Following the latest update from the World Health Organisation overnight and clarifications regarding those "changes", Drs Adam Barker and Tara Raveendran at ShoreCap said they did not alter the "underlying dynamics" of the contagion, which was slowing down.

Indeed, the change to a less specific method of confirming cases, known as computer tomography, was meant - and rightly so - as a way to cast the net wider in order not to miss any cases.

Be that as it may, in the background some researchers were warning of the risk of a much wider contagion globally, possibly in the billions.

Against that backdrop, the benchmark Stoxx 600 was trading 0.13% lower to 430.52, alongside a 0.01% dip for the German Dax to 13,744.21 and a 0.10% dip for the FTSE Mibtel to 24,867.01.

To take note of, euro/dollar was off 0.05% to 1.0835 but earlier hit an intraday low of 1.0827.

Also weighing on investor sentiment, on Thursday evening the US central bank slightly reduced its plans for buying Treasury bills and for conducting overnight repurchase operations.

French energy group EdF was at the top of the leaderboard for the Stoxx 600 after posting a more than four-fold increase in full-year net income attributable to the group of €5.2bn, with reported recurring net income of €3.9bn (consensus: €2.4bn).

The company's guidance for full-year 2020 operating profits of €17.5-18.0bn was also ahead of analysts' estimates.

Italian payments specialist Nexi's shares continued climbing alongside.

On the economic side of things, German gross domestic product figures for the last three months of 2019 fell short of forecasts, but some economists were not overly worried.

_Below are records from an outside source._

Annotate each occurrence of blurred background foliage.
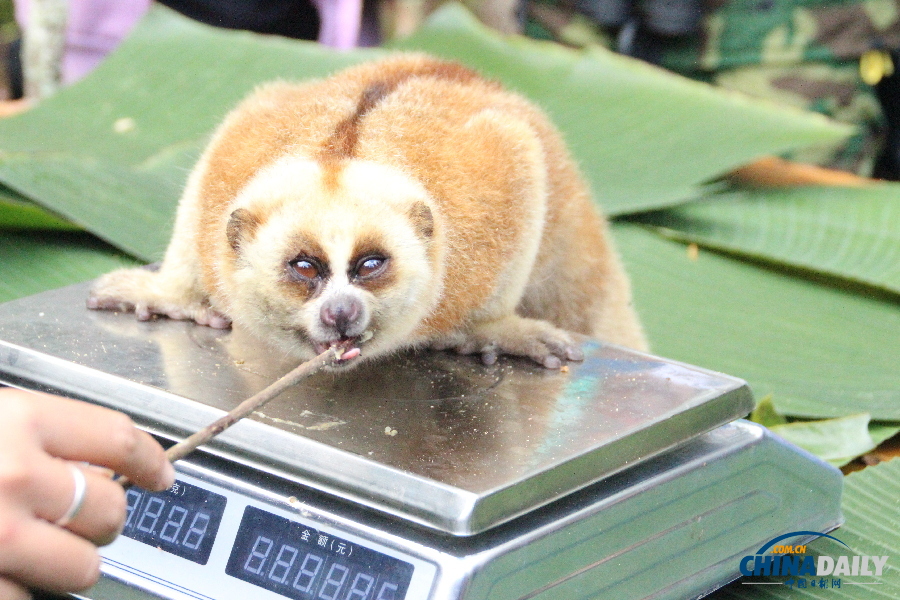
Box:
[0,0,900,598]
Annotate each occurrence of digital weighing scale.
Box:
[0,285,841,600]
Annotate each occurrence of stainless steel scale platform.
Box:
[0,284,841,600]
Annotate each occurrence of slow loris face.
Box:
[223,157,440,364]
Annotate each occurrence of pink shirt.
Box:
[15,0,362,84]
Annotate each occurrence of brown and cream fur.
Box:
[88,55,646,367]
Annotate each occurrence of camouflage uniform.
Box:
[528,0,900,175]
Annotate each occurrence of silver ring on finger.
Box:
[54,463,87,527]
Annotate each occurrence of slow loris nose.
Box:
[319,296,362,336]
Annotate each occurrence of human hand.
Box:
[0,388,175,600]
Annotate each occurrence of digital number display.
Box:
[122,481,226,565]
[225,506,413,600]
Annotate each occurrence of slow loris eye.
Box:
[355,256,387,277]
[291,258,320,280]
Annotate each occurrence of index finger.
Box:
[7,392,175,490]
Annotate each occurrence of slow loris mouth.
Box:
[312,330,373,354]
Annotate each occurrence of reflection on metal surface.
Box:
[0,285,752,533]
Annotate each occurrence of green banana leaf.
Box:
[396,4,850,215]
[639,183,900,294]
[0,187,78,231]
[0,230,136,302]
[613,223,900,421]
[0,5,848,260]
[707,459,900,600]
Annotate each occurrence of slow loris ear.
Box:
[225,208,259,252]
[408,202,434,240]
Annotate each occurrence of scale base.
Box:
[74,421,842,600]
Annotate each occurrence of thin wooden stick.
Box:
[116,344,358,489]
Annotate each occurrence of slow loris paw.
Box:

According to the country's ministry of finance, GDP was flat quarter-on-quarter (consensus: 0.1%), weighed down by slower spending by households and the public sector.

But Berenberg's Holger Schmieding advised clients to take the latest readings with a "pinch of salt".

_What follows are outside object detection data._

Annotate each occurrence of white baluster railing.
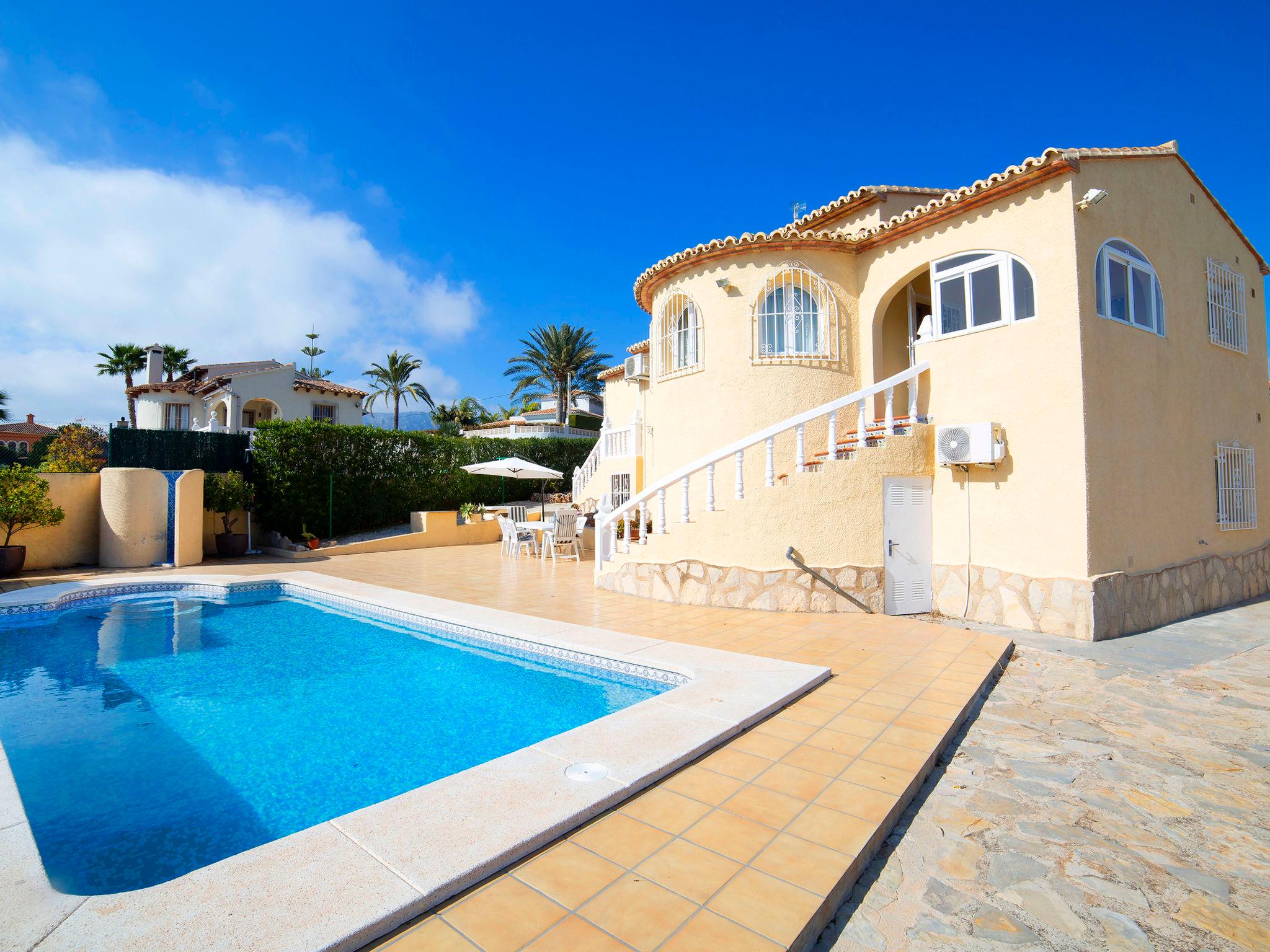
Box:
[596,361,931,573]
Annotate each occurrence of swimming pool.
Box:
[0,584,687,895]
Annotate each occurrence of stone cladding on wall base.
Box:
[597,560,884,612]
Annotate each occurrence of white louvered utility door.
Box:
[881,476,933,614]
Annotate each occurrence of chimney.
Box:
[146,344,162,383]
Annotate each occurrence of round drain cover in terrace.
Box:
[564,764,608,783]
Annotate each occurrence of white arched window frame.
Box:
[931,252,1036,338]
[750,262,838,362]
[1093,239,1165,337]
[654,291,701,379]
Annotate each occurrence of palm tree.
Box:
[97,344,146,429]
[162,344,194,383]
[503,324,612,424]
[432,397,485,433]
[362,350,435,429]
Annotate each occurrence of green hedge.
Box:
[107,426,247,472]
[252,420,594,538]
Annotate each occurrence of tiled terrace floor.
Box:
[2,546,1010,952]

"Solid gains in real disposable incomes and still elevated levels of consumer confidence suggest that the data will either be revised up for late 2019 or show a significant snapback for early 2020," he said.

"Also, Germany looks set to step up its slow-motion fiscal stimulus from c0.3% of GDP in 2019 to c0.4% this year as the supply constraints holding back public investment growth are easing."